Synchronize Spoken Text with Text on the Screen
Your skill response can associate speech with an APL Text component, and issue a command that highlights lines of text as the speech audio is played, to create a "karoke" effect that shows the lines that are in focus for a block of text.
To use this feature, you must provide speech data as plain text or as marked-up text using Speech Synthesis Markup Language (SSML) expressions. Before this data can be consumed by an Alexa-enabled device, it must be transformed into speech. To enable this transformation, you can use the ssmlToSpeech
transformer to transform the text to speech and strip SSML tags from an SSML expression. These transformers cannot be used with the audio tag.
ssmlToSpeech and ssmlToText transformers
Property | Type | Required | Description |
---|---|---|---|
transformer |
enum: ssmlToSpeech | ssmlToText |
Yes | The type of transformation required. Initially, two transformers will be available: 1) ssmlToSpeech converts a data source value to a text-to-speech URL, and 2) ssmlToText converts an SSML expression to plain text by stripping out any SSML tags. |
inputPath |
string | Yes | The path of the data source value that needs to be transformed. |
outputName |
string | No | The name of the data source property where the transformed output will be stored. This output property will always be a sibling of the input property. If an outputName isn't provided, the value in the inputPath will be replaced with the output of the transformer. |
The following sample APL document shows a version of a "Cat Facts" skill that associates speech with a Text component bound to a cat fact. The Text
component is wrapped in a ScrollView
component. This means the device will automatically scroll to the parts of the cat fact that aren't visible on screen as they are spoken.
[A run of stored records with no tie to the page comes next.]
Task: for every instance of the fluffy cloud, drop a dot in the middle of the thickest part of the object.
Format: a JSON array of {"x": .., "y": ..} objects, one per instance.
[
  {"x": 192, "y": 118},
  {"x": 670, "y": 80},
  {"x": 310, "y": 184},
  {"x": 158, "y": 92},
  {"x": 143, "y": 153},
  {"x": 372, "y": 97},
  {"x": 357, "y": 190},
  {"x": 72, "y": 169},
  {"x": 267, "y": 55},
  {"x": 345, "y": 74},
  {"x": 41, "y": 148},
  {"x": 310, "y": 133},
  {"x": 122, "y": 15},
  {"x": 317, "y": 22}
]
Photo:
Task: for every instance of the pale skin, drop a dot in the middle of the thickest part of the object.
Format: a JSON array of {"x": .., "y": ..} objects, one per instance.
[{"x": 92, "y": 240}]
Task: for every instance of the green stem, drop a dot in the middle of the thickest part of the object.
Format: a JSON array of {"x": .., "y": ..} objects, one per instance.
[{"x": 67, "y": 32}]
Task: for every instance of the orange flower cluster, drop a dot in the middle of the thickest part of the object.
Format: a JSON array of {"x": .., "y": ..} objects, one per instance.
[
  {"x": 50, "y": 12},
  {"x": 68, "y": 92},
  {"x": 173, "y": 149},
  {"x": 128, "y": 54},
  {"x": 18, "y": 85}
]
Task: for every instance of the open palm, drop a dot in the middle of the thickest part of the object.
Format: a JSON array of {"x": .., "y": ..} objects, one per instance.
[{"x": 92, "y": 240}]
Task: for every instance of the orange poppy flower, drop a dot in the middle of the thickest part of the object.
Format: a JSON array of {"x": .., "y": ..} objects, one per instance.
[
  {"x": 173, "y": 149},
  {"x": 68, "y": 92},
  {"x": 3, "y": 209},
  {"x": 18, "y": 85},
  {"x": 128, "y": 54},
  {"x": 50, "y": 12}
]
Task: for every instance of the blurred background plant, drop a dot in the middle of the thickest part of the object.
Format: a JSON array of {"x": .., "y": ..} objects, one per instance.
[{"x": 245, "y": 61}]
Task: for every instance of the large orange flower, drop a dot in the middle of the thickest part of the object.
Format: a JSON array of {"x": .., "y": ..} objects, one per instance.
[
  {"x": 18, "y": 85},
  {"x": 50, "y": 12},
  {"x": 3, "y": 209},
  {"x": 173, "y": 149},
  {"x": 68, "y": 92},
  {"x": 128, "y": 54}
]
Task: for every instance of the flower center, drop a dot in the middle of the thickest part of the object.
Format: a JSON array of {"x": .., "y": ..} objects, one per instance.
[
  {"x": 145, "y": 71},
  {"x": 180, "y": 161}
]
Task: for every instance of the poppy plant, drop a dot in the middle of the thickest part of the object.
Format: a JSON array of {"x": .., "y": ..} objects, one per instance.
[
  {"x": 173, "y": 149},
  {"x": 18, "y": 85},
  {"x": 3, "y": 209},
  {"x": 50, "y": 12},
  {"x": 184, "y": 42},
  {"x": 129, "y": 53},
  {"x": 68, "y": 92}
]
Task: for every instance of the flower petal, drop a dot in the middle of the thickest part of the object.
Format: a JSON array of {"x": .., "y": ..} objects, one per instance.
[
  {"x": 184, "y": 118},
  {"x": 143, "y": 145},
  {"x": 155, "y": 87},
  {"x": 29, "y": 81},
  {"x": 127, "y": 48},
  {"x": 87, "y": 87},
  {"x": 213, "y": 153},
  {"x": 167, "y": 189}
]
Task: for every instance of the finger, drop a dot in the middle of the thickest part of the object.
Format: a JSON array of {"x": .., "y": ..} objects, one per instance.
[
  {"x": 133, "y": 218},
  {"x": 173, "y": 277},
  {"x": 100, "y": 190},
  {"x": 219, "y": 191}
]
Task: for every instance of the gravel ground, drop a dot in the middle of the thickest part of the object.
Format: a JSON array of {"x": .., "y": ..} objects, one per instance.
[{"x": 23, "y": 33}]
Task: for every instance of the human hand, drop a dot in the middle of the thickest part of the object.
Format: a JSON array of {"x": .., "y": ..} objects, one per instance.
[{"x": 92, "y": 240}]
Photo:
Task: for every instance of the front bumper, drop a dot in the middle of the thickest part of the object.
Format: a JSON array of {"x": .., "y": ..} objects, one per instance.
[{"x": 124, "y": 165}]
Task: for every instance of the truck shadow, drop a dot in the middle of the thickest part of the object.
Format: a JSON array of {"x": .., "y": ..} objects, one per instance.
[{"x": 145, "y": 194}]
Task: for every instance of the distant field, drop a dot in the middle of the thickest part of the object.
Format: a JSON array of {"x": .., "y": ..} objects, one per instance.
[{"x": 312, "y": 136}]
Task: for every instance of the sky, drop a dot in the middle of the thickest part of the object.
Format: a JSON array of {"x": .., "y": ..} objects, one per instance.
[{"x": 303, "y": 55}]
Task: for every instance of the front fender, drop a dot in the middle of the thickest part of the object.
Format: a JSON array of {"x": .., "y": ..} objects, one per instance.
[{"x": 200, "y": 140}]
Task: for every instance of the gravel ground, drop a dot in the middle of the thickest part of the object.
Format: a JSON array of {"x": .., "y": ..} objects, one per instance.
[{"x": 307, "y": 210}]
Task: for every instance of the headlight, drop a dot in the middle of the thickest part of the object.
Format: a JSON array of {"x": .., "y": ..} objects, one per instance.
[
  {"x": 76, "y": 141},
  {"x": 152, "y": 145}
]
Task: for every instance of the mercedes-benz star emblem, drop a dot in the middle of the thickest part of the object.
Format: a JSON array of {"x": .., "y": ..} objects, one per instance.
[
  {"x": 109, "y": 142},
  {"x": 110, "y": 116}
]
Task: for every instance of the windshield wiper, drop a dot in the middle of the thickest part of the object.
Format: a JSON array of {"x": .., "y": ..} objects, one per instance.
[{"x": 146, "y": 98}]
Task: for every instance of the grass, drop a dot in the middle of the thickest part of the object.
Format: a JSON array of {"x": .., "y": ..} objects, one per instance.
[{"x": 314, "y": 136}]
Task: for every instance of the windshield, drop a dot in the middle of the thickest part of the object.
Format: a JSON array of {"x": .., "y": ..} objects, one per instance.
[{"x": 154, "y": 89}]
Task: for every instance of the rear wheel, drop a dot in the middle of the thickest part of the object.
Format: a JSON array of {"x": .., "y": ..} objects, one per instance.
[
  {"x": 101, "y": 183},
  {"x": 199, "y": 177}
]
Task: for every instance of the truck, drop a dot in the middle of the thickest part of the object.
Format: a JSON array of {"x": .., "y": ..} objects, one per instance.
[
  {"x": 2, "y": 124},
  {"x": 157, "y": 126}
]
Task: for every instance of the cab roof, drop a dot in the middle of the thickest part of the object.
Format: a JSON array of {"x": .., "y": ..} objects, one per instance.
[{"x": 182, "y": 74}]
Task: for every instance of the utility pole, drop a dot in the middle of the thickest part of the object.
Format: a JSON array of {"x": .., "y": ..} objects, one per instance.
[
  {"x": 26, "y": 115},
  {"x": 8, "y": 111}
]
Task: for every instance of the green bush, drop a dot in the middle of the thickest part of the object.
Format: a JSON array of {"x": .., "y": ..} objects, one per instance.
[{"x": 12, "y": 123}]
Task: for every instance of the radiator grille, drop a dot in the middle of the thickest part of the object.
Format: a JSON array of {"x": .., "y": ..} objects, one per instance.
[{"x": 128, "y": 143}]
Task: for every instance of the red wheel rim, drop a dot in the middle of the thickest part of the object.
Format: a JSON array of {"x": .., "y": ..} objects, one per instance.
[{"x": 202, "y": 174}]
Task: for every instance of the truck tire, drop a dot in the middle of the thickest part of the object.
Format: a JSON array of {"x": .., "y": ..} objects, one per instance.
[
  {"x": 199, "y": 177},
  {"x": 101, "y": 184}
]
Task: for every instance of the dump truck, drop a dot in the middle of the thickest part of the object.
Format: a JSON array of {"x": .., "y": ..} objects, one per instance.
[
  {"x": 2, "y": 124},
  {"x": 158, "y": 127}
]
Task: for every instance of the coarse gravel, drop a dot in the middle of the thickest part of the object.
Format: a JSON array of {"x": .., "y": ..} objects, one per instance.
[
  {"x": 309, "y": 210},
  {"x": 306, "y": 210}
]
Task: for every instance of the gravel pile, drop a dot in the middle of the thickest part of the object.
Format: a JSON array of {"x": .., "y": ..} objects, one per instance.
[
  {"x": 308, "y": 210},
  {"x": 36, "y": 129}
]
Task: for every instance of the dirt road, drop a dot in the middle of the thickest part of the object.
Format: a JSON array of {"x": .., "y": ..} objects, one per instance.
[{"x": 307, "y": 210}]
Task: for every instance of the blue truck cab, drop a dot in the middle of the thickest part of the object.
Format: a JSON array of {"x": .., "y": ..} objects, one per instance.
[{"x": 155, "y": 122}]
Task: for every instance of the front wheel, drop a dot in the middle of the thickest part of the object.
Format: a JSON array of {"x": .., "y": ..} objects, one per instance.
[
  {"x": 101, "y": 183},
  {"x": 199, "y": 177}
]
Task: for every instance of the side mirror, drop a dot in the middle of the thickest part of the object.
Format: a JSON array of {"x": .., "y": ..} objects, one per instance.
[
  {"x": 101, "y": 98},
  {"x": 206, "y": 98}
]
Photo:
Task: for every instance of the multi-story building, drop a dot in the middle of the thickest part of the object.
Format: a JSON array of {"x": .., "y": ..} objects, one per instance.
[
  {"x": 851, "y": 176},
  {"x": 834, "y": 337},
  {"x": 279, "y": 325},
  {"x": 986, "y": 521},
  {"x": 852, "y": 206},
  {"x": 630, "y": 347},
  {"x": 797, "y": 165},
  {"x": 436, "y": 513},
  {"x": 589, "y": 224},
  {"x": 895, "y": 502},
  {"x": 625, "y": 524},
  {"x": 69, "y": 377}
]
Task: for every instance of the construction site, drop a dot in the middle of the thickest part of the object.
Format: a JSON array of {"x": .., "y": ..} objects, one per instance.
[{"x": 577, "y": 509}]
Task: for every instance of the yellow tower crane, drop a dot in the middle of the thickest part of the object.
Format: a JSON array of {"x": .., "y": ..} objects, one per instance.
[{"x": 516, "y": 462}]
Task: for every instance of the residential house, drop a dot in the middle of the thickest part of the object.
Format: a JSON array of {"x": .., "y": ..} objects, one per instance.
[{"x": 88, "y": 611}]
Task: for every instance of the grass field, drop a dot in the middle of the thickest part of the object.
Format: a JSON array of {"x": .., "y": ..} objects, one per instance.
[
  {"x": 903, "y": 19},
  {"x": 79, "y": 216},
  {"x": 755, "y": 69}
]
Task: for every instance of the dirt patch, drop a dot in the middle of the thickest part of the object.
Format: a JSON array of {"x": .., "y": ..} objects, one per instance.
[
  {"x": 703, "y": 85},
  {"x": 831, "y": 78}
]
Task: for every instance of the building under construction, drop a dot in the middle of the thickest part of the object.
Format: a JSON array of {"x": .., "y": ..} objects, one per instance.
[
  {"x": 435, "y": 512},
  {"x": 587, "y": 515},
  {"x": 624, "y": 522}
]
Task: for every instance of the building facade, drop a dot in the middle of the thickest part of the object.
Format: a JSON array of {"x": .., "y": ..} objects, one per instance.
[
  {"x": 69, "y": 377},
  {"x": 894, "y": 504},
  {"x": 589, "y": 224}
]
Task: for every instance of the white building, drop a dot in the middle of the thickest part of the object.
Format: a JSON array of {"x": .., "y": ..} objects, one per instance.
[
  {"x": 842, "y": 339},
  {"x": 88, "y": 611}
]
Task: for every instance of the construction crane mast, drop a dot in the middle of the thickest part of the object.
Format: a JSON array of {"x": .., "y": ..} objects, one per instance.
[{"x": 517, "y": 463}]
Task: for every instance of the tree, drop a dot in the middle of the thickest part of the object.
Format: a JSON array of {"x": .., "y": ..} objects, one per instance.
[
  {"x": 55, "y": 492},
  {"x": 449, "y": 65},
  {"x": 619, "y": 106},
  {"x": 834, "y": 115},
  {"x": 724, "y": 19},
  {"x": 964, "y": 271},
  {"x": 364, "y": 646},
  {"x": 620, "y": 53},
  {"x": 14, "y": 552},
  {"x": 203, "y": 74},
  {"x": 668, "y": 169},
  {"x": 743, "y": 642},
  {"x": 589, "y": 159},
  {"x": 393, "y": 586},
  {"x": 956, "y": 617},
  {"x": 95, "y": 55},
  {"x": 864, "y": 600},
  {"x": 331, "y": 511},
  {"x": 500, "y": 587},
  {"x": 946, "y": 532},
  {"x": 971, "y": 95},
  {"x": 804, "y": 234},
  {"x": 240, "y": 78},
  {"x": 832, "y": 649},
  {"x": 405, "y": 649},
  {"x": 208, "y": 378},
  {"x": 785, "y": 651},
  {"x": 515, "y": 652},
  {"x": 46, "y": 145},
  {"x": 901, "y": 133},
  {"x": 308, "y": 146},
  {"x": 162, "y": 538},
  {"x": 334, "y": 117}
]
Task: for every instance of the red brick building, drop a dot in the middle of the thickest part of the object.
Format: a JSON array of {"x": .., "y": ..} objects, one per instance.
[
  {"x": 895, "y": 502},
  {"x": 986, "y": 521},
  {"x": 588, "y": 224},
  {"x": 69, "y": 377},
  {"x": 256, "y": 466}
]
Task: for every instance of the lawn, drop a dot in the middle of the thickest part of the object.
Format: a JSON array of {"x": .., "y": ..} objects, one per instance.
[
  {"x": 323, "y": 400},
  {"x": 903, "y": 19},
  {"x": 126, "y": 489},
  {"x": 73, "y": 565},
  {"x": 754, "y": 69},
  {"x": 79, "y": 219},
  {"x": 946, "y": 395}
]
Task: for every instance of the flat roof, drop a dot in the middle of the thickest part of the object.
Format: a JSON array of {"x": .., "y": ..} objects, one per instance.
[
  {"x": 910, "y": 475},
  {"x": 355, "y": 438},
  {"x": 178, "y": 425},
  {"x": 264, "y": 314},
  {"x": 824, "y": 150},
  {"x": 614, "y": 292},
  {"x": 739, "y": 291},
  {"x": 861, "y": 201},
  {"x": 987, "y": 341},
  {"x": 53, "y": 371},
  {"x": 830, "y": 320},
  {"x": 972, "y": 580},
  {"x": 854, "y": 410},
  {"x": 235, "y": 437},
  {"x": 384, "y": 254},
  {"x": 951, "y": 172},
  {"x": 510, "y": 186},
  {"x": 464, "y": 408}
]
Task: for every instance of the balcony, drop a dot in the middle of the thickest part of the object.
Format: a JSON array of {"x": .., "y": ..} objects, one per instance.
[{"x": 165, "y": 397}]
Part of an APL document that shows a Text component that binds to speech
{
"type": "ScrollView",
"item": {
"type": "Text",
"id": "catFactText",
"text": "${catFactData.properties.catFact}",
"speech": "${catFactData.properties.catFactSpeech}"
}
}
The following sample shows the corresponding object data source and transformers sent by skill developers.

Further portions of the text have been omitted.